Nada. Miré con desilusión las escasas ondas concéntricas que había originado mi paupérrima embestida en la superficie del Mar Rojo. Acepté abatido que lo único que iba a conseguir era probablemente un hematoma en el prepucio.
—Oh, Señor, ¿qué te cuesta apiadarte de este pobre desgraciado? —murmuré mirando al cielo—. Creía que teníamos una relación especial… Sabes que siento por ti un profundo respeto, aunque es cierto que una vez te tiré un zapato…
Me pareció escuchar al Papa tomar aire para lanzar algún exabrupto cuando el mar empezó a picarse, como si dijera “Eh, ¿me acabas de pegar un pollazo en la frente?”
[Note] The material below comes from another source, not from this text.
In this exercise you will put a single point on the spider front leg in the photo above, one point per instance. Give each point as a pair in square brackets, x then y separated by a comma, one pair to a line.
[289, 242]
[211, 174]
Entonces, cuando ya ni se acordaba del primero, el Mar Rojo experimentó su segundo orgasmo.
—La… chingada… que… lo…¡¡¡parió!!! —exclamó el Sumo Pontífice.
Las aguas del Mar Rojo se dividieron en dos de manera espectacular, majestuosamente, en toda su exhibicionista improbabilidad.
—¿Qué le parece, Santidad? —Me encontraba exultante—. Si me acerca dos láminas de mármol, le cincelo los Diez Mandamientos ahora mismo —dije agitándome juguetonamente la verga.
—Tú… tú… ¡¡Enviado de Satanás!! —dijo Su Santidad.
—Sí, hombre; ahora me vienes con esas.
—Guardias, ¡¡aprésenlo!!
La Guardia Papal sacó las armas escondidas bajo las sotanas.
—¡Echadme un galgo! —Y me lancé a correr a través del flamante caminito de tierra recién inaugurado.
Los guardias salieron detrás de mí, disparando al aire.
—¡¡Alto en nombre de Su Santidad!!
—¿Dónde se mete la puta fuerza de la gravedad cuando más la necesitas? —me pregunté.
Afortunadamente, las aguas del Mar Rojo empezaron a cerrarse paulatinamente a mi espalda, sumergiendo a las fuerzas armadas papales.
—¡Os jodéis! —grité mirando hacia atrás sin parar de correr.
—¡No me importa morir por la Gloria de Dios! —dijo un guardia reapareciendo en la superficie del agua.
—Calla, imbécil, que hacemos pie —dijo otro.
—Ah, coño, es verdad. Qué corte.
Pero para aquel entonces yo ya estaba fuera de su alcance, corriendo que me las pelaba literalmente por el mismo sitio donde Moisés perdió la sandalia, con el Mar Rojo pisándome los talones.